Electric eels – Electrophorus electricus, technically fish rather than true eels – are one of several species of electrical fish but they are the most powerful, with around 80% of their bodies composed of specialised cells that work as biological batteries. They breathe air and surface regularly to do so. A special mucous membrane in their mouths can absorb oxygen from the air, them to survive during the dry season.
Electric eels live in muddy freshwater in and around the Amazon and Orinoco rivers and their vision is poor. To sense their environment, eels and other electrical fish therefore send out low-voltage pulses of power which they use like a radar. Electrical eels, however, have evolved a high-voltage charge to defend themselves and to capture prey.
We know how the charges work from the eel’s side of things – they start their attack when the battery cells discharge a high-frequency burst of high-voltage pulses. At 660v, these pulses have several times the power of standard mains electricity.
However, until now little was known about what the eel’s electrical zaps actually did to their prey.
Remote control Recent experiments have demonstrated that electric eels have evolved a precise remote control mechanism that takes advantage of their prey’s nervous system.

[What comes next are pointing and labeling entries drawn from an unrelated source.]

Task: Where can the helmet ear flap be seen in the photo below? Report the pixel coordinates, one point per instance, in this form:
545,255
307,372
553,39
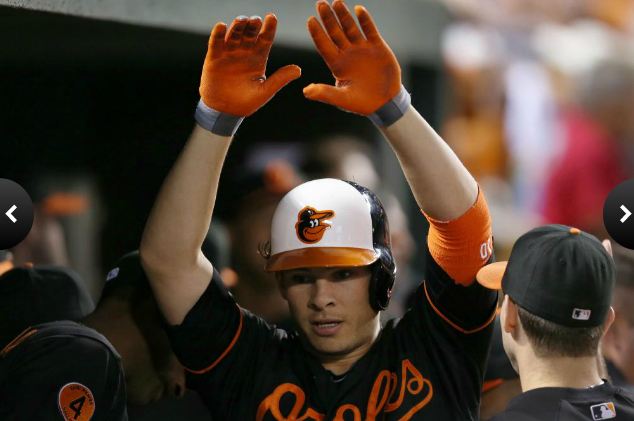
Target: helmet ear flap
382,281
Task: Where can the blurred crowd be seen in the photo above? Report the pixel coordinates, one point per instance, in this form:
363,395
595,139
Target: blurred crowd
538,107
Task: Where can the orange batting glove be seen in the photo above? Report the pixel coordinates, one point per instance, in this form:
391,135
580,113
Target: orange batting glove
233,84
367,74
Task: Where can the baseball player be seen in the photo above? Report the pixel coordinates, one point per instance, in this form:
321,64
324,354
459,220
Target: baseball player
557,289
52,368
330,251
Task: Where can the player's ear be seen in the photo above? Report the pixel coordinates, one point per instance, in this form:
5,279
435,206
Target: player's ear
509,316
281,284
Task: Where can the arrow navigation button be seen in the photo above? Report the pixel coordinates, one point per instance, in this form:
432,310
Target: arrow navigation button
9,214
627,213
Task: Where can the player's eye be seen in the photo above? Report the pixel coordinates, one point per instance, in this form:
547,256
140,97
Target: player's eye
342,274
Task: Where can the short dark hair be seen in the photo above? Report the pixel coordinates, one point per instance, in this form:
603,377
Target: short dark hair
624,262
551,339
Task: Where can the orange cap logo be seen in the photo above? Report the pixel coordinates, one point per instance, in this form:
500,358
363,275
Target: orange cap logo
76,402
312,224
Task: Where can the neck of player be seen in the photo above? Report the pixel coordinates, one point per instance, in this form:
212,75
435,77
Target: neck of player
580,373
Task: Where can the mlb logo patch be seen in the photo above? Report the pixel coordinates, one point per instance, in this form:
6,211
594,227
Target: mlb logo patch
603,411
581,314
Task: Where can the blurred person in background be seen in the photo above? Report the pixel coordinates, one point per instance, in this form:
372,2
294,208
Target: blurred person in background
52,367
598,149
501,382
618,343
128,316
248,201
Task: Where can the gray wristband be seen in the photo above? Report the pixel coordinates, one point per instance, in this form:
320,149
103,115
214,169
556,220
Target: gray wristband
216,122
392,110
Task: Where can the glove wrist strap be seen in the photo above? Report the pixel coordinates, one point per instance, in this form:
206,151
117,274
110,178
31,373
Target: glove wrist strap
393,110
219,123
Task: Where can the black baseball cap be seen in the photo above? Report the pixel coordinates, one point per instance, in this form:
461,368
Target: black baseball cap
558,273
41,294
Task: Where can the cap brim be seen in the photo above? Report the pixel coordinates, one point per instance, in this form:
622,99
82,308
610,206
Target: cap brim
321,257
490,276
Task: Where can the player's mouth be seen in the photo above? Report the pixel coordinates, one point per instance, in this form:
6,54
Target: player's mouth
325,327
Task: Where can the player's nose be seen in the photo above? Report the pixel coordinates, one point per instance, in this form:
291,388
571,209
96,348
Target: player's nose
321,294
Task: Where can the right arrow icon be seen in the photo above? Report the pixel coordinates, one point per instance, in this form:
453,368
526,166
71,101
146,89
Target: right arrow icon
627,213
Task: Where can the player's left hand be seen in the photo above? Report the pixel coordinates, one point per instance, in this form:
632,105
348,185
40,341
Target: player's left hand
366,71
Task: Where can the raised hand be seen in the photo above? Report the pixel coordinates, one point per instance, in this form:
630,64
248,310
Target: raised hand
366,71
233,79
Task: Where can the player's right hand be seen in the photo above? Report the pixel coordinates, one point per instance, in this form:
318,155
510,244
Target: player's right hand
233,79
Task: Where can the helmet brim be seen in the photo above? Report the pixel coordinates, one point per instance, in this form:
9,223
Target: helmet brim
311,257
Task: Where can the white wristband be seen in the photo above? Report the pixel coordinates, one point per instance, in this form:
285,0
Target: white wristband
219,123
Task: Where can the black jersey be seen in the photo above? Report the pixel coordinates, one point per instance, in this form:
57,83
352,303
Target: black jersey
61,371
427,365
604,402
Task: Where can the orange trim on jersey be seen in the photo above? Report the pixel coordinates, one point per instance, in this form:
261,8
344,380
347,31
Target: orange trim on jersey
5,266
23,336
452,324
463,245
224,354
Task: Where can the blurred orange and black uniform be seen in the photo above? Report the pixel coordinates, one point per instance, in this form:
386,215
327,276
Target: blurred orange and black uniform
50,366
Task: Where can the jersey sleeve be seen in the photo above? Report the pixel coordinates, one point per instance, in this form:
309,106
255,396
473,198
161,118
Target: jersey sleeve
450,318
209,331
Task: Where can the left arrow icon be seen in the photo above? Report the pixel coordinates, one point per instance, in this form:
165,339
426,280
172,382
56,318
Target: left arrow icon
9,214
627,213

An eel’s electrical discharges can efficiently induce muscle contractions in fish, as they mimic the electrical pulses that the fish’s own neurons send to stimulate muscle movement. The eel effectively hijacks the target’s neural pathways.
Escape is prevented by further high-frequency volleys of electricity. These trigger massive, involuntary, whole-body muscle contractions in the prey. This shocking predatory strike ensures detected prey can be immobilised and seized.
These charges ask the question: “Anything alive and tasty out there?” The induced response provides the answer, and it also reveals the prey’s location. Nature is yet to come up with a response that allow animals to fight back against the electrical discharges of electric eels.
Harnessing eel power In South America electric eels are known as poraquê – the one who puts you to sleep, and their oil is used to treat rheumatism, osteoporosis, and insect and snake bites.
Early attempts to understand electricity made use of electric eels. The great electrical pioneer Michael Faraday, for instance, spent a year experimenting on a less potent relative species that he had shipped over from Guyana specially.
Electric eels can also provide some festive cheer and get people all charged up for Christmas. Aquariums including ones in Japan, the US and Canada have been shocking visitors with their Christmas displays – using electric eels to power the illuminations on their Christmas trees.